People are used to financial data being represented as plots of value against time. Other visualizations might provide a different understanding of what is going on. This is a soap bubble animation of the main composite indices of six major countries, based on weekly values between 2000 and 2010 that I stole from Yahoo! Finance:
Dow Jones
CAC 40
Footsie 100
DAX
NIKKEI 225
SSE
The radius of the bubble represents the value of the index: the scales have been arbitrarily chosen so that all the bubbles have the same size in January 2000.
Viewing the data as an animation instead of a plot really helps underline the meanings of «sudden» and «simultaneous» that would otherwise be lost with a static representation, especially around August 2002 and August 2008. The huge, screen-blotting Chinese bubble is quite impressive, too. In the end, most bubbles are as large as they were in the beginning, if not smaller.
For historical reference, these are the plots for the six indices:
What are your opinions on this animation? Does it work on your browser? Are there any similar data visualizations you would like to see here? Is there a point in explaining the bloody technical details behind rendering this baby?
Noticed the [type Function] bug in the bottom left corner of the Yahoo Finance image?

Hi. I'm Victor Nicollet,
That’s a pretty slick way to display the data. Your animation makes it harder to interpret the results intellectually, but I think it makes it much easier to understand emotionally. When China was ballooning out of control I found myself panicking about America’s future (which is not my reaction when I see the traditional plots). It would help to add a slider so that the user could manually control the date, but I realize this was just meant to be an experiment.

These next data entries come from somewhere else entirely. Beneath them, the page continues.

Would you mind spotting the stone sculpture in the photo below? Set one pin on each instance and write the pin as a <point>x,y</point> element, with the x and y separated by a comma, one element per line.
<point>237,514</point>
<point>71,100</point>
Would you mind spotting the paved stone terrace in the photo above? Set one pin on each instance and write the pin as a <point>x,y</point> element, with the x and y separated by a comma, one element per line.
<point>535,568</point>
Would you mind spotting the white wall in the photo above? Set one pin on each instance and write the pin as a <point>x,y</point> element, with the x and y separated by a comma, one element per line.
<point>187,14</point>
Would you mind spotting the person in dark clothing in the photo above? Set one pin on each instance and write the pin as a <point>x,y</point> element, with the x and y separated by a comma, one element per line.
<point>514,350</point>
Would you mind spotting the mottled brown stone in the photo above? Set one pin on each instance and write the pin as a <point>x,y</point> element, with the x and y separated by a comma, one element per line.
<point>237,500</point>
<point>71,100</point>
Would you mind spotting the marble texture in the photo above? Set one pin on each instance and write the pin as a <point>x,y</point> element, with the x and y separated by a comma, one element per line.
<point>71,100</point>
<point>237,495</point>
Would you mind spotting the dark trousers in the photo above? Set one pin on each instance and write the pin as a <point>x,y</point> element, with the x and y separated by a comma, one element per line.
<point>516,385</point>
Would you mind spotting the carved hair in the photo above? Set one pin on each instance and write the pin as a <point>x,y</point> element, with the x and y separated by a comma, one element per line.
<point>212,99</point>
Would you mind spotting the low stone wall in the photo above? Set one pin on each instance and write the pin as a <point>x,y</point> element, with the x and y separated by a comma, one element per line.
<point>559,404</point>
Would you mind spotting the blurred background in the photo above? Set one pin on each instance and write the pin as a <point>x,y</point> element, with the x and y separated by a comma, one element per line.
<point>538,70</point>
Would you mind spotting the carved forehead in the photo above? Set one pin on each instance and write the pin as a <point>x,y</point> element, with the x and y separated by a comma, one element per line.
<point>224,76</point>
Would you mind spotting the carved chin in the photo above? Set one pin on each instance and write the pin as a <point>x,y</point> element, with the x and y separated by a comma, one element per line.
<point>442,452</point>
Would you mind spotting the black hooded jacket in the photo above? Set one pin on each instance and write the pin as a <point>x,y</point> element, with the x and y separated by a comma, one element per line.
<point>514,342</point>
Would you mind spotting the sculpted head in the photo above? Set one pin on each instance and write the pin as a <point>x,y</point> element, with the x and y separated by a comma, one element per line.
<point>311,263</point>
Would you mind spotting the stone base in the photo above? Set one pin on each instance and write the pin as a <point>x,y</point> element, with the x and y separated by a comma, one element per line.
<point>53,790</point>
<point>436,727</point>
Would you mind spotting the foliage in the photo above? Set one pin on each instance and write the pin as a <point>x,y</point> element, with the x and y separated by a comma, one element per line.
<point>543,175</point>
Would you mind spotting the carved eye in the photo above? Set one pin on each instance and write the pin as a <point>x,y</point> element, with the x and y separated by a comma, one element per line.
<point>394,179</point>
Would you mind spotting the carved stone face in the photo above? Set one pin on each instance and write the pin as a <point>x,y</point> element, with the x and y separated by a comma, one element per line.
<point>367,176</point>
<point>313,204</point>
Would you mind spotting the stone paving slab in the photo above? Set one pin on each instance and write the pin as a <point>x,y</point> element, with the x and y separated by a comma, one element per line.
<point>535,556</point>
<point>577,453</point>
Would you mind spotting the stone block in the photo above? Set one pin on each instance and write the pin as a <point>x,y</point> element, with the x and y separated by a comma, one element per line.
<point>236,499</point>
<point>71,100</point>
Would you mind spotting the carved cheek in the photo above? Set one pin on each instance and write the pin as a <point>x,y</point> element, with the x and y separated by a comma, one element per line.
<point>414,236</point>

Also, I learned a couple jQuery tricks looking through your code. Thanks for this post.
Very interesting, but somewhat misleading in that we are more sensitive to the *area* than to the length/radius of 2D figures. You could easily correct this, and it may lessen the drama of the Chinese bubble to more reasonable proportions.
@Tyler: thank you for your comment. I’m glad I still know enough about jQuery to help people learn about it! Though in this case, the hard part was making the bubbles stick to each other.
@DH: I know
I originally corrected for this by using the square root of the variation as the scale. But my girlfriend thought it felt less dramatic, and I’m a weak, weak man. Besides, there are other flaws (such as the arbitrary scaling, which is very misleading because it would imply the economies are of approximately the same scale, which they are not – the US are an order of magnitude greater than France, for instance).
Nice one !
It would be even better, could be viral actually, if you used unscaled stock prices of say Microsoft / apple / google /yahoo / nokia for the last 20 years while adding information anims for the important happenings (iphone / vista / chrome) and added a cute song.
Vengeur out !
@Le vengeur masqué: an interesting suggestion, indeed!
As Tyler said, it’s difficult to see what’s going on. Bubbles grow, shrink, and at one point you realize that it only measure the stock index.
Maybe it would have been a good idea to use a ratio stock index / GPB. Or something like that.
Anyway, I find the idea interesting, and there should be some data somewhere that could be animated this way.